Eydis touched a hand to her throat, and then bit her lip and dropped it to her skirt again, twisting the fabric in her fingers. They went on in silence.

They were near the bend in the road where the village became visible in the distance when the barbarian spoke again.

"Stop," Fandral ordered.

When Loki turned to look at the three, the barbarian caught his gaze and held it as he spoke slowly. Loki stared back; but with the torch still behind the man too much of his face was in shadow, and Loki silently cursed the language, the situation, and the events of the past few days yet again.

The other raider took some time to sort out all that was spoken, but translated it at last.

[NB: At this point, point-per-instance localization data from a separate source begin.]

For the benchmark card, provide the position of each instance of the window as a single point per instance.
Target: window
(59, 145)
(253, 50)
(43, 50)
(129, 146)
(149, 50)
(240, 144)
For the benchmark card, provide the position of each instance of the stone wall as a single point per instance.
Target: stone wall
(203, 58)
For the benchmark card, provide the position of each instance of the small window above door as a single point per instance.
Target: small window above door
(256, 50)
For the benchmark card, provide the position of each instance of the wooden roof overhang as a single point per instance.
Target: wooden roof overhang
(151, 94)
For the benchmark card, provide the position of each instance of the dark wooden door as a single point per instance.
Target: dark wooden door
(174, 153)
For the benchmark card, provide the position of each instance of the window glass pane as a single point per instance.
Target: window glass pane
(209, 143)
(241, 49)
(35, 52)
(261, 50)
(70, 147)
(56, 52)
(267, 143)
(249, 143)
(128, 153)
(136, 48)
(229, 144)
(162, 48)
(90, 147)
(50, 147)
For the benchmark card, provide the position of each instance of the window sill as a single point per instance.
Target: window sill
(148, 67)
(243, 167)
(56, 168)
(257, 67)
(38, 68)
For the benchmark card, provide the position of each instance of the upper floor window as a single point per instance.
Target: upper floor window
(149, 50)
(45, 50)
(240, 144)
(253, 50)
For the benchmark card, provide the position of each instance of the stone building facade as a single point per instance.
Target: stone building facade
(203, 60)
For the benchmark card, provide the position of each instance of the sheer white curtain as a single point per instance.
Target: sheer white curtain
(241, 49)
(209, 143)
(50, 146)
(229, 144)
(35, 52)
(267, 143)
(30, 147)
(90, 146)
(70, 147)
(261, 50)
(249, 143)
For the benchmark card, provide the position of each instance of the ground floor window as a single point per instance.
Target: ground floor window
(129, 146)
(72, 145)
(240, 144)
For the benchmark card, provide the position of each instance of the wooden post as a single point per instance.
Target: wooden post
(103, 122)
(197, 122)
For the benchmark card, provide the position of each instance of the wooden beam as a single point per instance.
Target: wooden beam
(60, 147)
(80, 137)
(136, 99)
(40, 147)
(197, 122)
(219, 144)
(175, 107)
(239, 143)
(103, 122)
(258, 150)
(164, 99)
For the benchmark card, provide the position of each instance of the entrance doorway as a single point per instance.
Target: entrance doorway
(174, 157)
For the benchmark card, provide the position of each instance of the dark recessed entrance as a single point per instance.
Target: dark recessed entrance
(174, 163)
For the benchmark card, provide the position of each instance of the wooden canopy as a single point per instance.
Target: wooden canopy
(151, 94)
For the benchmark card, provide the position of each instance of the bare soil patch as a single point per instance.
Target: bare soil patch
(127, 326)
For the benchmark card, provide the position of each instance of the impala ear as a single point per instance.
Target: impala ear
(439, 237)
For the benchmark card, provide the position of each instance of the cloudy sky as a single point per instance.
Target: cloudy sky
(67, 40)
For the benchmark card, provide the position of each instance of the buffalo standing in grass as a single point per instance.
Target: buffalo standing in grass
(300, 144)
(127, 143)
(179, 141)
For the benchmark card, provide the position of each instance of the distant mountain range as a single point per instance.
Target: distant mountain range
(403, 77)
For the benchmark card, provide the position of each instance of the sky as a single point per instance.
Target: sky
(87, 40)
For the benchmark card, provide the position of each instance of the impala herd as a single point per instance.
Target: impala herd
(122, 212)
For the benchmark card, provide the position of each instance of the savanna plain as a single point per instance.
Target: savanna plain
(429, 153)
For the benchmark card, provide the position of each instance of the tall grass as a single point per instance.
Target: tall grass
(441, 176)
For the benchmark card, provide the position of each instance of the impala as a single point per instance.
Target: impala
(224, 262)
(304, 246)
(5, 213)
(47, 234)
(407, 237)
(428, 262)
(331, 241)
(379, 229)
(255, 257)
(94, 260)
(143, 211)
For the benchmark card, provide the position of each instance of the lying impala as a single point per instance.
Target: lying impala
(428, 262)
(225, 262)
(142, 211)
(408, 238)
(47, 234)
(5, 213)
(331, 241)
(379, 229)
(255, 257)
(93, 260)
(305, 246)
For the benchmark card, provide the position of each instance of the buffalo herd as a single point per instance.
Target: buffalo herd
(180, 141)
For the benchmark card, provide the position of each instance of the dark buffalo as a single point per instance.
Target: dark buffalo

"Someone here wants you dead," Fandral said. "He will take you away to live, if you...." He scowled, and then made a flopping motion with his hand. "The curse. Stop it."

"Negate it?" Loki asked.

Fandral made another face, and Loki assumed that was yet one more word the raider didn't know. He added it to his mental list and tried instead, "Undo?"

"Yes," Fandral agreed. "Undo the curse." He nodded at the barbarian. "He will take you away to live if you undo the curse, and she can go." He pointed at Eydis, and then the road, before dropping his hand. "If you do not, he will tie you and drop you in front of the village, and she dies here."

Loki was sorely tempted to point out that if they killed Eydis now and threw him at Farbauti's feet, they would still lack a sacrifice for their needs; but he curbed the urge.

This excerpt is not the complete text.